Model Selection and Multi-Model Inference: A Practical Information-Theoretic Approach (Burnham KP, Anderson DR)
This book also provides an introduction to information-theoretic methods, but contains proofs and more advanced theoretical topics than the previous book.

Gelman, Hill

Math level: ♦♦

Data Analysis Using Regression and Multilevel/Hierarchical Models (Gelman A, Hill J)
This book has nothing to do with experimental biology, but it is remarkable in how smoothly it transitions from regression models (familiar ground for biologists) to hierarchical models (which should be used more often, given the hierarchical nature of many data sets) to Bayesian methods. This book is also a good introduction to statistical modelling in general, and examples are in R (and BUGS for the Bayesian examples).

Kruschke

Math level:

Doing Bayesian Data Analysis: A Tutorial with R and BUGS (Kruschke J)
Another great introduction to Bayesian methods using R and BUGS, but this time examples are from Psychology. Unlike the previous book, this one is purely Bayesian and starts at a more basic level. It has been receiving great reviews from statisticians and scientists alike.

Shipley

Math level: ♦♦

Cause and Correlation in Biology: A User's Guide to Path Analysis, Structural Equations and Causal Inference (Shipley B)
Laboratory-based biologists are fortunate because most factors are under experimental control and/or can be held constant. However, this is not always the case; for example, the interest is in manipulating X and observing Y, but X also affects Z, which is known to affect Y. Therefore, to what extent does X directly affect Y (if at all) and how much of X's effect is through Z? These types of questions can be addressed with structural equation models, and it is important to know how causality can be inferred from such data.
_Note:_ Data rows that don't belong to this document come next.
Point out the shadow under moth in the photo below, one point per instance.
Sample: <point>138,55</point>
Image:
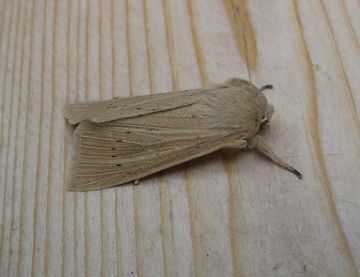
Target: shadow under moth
<point>124,139</point>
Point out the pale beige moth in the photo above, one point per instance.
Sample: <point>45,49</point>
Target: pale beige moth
<point>125,139</point>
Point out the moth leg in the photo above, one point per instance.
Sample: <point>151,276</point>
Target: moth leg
<point>236,144</point>
<point>258,142</point>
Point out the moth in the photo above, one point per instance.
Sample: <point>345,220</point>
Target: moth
<point>125,139</point>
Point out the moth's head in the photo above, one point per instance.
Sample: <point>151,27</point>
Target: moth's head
<point>265,109</point>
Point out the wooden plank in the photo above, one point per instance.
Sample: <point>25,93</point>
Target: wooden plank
<point>222,215</point>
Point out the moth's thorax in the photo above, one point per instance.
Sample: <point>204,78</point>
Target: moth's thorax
<point>240,108</point>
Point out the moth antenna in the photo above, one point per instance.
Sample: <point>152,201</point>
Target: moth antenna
<point>258,142</point>
<point>266,87</point>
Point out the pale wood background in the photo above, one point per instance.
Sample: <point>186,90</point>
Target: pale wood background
<point>217,216</point>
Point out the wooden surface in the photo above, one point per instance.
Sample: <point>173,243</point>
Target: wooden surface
<point>234,215</point>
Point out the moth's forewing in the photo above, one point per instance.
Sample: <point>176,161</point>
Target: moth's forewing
<point>139,136</point>
<point>109,154</point>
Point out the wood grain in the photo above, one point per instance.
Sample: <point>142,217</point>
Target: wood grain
<point>221,215</point>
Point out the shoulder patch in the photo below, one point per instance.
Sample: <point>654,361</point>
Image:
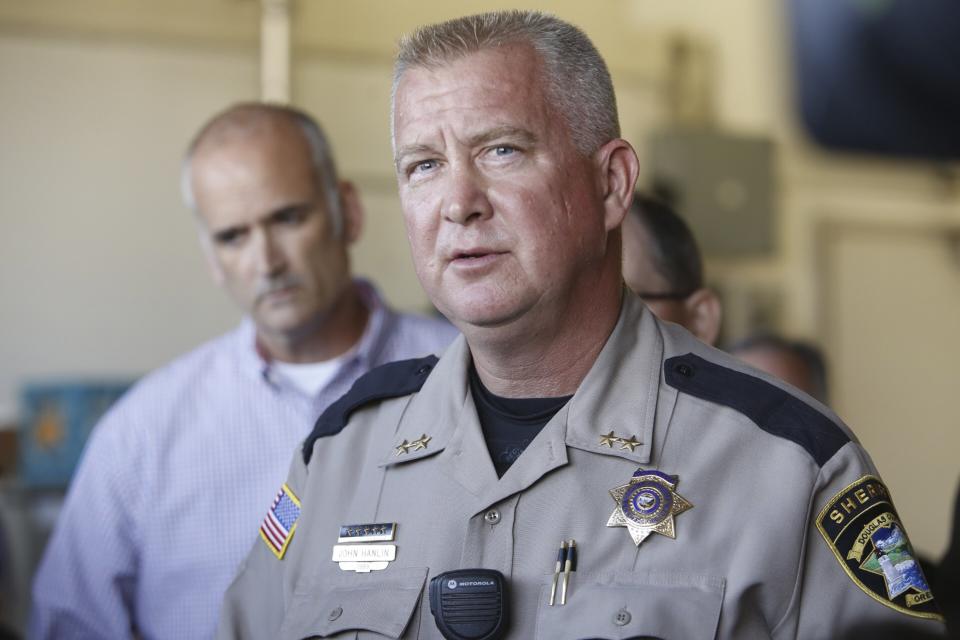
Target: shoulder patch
<point>391,380</point>
<point>771,408</point>
<point>280,523</point>
<point>865,534</point>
Demonstrating cause-and-effect relationships is a core aspect of biological research, and therefore familiarity with these methods should be a part of every scientist's toolkit.

Berger, Wong

Math level: ♦♦♦

An Introduction to Optimal Designs for Social and Biomedical Research (Berger MPF, Wong WK)
Optimal design theory deals with getting the most information out of an experiment. Suppose you want to test the effect of a compound and are restricted to 20 animals. How do you decide on the number of groups, the actual dose levels, and the sample size in each group? Your choice will have profound implications for statistical power. In general, optimal designs allow you to do more with less, and to determine where further effort will be wasted.